- City of Concordia
- Location of Concordia, Missouri
- Coordinates: 38°59′16″N 93°34′06″W﻿ / ﻿38.98778°N 93.56833°W
- Country: United States
- State: Missouri
- County: Lafayette

Area
- • Total: 1.84 sq mi (4.76 km^{2})
- • Land: 1.83 sq mi (4.74 km^{2})
- • Water: 0.0077 sq mi (0.02 km^{2})
- Elevation: 781 ft (238 m)

Population (2020)
- • Total: 2,371
- • Density: 1,294.4/sq mi (499.77/km^{2})
- Time zone: UTC-6 (Central (CST))
- • Summer (DST): UTC-5 (CDT)
- ZIP code: 64020
- Area code: 660
- FIPS code: 29-16102
- GNIS feature ID: 2393617
- Website: www.concordiamo.org

= Concordia, Missouri =

City in Lafayette County, Missouri, United States

Concordia is a city in Lafayette County, Missouri, United States, that is part of the Kansas City metropolitan area. The population was 2,371 at the 2020 census.

==History==
Concordia was platted in 1868. The city was named after a place mentioned in the poem "Das Lied von der Glocke" by Friedrich Schiller. A post office called Concordia has been in operation since 1865.

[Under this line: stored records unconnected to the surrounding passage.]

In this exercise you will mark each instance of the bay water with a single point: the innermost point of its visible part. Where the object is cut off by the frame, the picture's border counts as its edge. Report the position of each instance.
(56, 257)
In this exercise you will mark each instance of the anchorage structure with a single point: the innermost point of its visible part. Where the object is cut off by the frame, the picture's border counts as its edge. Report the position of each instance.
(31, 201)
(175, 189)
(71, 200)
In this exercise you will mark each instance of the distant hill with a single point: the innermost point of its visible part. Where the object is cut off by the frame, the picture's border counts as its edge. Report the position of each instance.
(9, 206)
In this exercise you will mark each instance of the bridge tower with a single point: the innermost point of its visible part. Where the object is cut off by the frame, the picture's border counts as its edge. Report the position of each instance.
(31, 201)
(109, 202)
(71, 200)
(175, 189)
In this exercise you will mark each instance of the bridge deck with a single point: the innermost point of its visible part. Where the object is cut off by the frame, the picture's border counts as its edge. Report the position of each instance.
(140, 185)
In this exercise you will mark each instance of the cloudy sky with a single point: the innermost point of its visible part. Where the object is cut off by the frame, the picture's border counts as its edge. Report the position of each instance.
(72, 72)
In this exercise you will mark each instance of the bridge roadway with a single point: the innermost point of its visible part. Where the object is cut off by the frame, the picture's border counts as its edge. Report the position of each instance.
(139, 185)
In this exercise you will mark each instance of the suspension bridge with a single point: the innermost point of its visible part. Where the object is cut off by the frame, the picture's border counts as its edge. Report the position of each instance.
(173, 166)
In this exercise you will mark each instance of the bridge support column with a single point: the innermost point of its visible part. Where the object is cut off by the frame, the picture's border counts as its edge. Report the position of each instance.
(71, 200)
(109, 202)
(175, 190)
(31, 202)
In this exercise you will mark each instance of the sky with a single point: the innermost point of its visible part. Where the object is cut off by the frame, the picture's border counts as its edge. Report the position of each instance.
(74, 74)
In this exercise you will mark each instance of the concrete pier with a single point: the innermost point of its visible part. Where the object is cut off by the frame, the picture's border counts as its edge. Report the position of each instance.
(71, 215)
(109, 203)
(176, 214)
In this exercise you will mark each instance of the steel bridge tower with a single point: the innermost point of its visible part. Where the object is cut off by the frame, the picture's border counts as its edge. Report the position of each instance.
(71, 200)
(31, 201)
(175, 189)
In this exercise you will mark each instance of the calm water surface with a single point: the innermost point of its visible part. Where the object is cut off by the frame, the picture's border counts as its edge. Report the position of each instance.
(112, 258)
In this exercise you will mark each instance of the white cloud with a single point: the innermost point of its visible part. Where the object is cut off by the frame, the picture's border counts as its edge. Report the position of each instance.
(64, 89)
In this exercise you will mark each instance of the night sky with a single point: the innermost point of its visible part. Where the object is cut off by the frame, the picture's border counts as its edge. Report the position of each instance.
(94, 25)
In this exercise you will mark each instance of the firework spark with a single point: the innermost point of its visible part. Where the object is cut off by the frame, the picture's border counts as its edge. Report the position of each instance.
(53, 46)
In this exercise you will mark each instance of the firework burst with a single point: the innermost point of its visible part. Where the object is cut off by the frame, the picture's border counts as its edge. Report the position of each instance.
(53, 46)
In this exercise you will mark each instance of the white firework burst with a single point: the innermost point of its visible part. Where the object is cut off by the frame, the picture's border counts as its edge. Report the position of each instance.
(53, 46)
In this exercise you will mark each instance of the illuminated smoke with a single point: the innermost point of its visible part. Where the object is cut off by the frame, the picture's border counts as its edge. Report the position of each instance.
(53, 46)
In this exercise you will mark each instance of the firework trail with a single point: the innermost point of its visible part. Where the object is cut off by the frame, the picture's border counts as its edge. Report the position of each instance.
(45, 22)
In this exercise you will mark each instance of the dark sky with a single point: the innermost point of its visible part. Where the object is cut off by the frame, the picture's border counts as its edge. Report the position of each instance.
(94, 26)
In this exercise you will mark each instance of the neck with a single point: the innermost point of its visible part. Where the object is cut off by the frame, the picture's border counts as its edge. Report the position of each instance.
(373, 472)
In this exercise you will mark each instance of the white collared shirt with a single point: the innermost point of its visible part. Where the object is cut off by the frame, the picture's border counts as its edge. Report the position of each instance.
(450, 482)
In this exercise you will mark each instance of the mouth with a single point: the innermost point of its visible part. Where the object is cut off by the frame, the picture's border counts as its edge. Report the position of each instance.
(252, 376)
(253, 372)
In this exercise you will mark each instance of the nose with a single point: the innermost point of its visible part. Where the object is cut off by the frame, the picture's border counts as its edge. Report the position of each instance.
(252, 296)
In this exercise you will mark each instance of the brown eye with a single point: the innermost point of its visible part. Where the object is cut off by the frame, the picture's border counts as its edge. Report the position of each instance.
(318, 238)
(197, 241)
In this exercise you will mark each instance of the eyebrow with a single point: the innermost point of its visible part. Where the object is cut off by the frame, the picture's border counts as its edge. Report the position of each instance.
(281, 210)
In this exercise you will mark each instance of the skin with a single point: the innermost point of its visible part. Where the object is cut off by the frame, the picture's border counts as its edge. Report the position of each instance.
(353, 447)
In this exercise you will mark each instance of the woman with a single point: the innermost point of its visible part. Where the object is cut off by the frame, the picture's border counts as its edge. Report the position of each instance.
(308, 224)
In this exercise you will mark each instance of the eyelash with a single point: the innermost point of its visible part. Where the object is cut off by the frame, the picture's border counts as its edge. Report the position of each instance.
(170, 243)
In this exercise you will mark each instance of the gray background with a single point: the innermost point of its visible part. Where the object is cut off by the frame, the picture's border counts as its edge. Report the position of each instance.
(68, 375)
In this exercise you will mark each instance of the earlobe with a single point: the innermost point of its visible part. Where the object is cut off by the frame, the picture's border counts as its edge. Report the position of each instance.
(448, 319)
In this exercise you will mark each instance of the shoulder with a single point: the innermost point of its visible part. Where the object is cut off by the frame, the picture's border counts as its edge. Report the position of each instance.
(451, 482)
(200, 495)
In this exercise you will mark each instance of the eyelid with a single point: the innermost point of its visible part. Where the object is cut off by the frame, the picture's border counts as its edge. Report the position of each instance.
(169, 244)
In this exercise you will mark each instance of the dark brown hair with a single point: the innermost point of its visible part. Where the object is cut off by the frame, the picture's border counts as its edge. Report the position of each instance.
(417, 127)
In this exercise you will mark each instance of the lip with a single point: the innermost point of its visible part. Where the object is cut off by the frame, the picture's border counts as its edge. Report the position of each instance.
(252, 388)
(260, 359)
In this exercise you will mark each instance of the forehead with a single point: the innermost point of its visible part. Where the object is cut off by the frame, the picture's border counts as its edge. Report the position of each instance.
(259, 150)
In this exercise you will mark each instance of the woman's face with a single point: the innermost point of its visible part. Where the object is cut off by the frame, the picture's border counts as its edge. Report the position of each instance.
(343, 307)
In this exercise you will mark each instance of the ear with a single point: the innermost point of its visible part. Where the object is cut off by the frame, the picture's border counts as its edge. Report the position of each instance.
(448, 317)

A large share of the early settlers were Germans. Among these immigrants were ancestors of scientist Linus Pauling. In 1842, Christoph Friedrich Pauling, his wife Catharine and their daughters Rebecca and Charlotte immigrated to the United States from Hanover, with a son being born while they were crossing the Atlantic; they travelled to "a German settlement in Concordia, Missouri", near where they farmed; a second son was born in 1844 and their third and final son, Charles Henry (grandfather of Linus Pauling) was born in 1847.

==Geography==
According to the United States Census Bureau, the city has a total area of 1.79 sqmi, of which 1.78 sqmi is land and 0.01 sqmi is water.

==Demographics==

Historical population
| Census | Pop. | Note | %± |
| 1880 | 391 |  | — |
| 1890 | 715 |  | 82.9% |
| 1900 | 889 |  | 24.3% |
| 1910 | 931 |  | 4.7% |
| 1920 | 962 |  | 3.3% |
| 1930 | 1,140 |  | 18.5% |
| 1940 | 1,077 |  | −5.5% |
| 1950 | 1,218 |  | 13.1% |
| 1960 | 1,471 |  | 20.8% |
| 1970 | 1,854 |  | 26.0% |
| 1980 | 2,129 |  | 14.8% |
| 1990 | 2,160 |  | 1.5% |
| 2000 | 2,360 |  | 9.3% |
| 2010 | 2,450 |  | 3.8% |
| 2020 | 2,371 |  | −3.2% |
U.S. Decennial Census

===2020 census===
As of the 2020 census, Concordia had a population of 2,371. The median age was 41.8 years. 22.6% of residents were under the age of 18 and 21.3% of residents were 65 years of age or older. For every 100 females there were 91.4 males, and for every 100 females age 18 and over there were 86.8 males age 18 and over.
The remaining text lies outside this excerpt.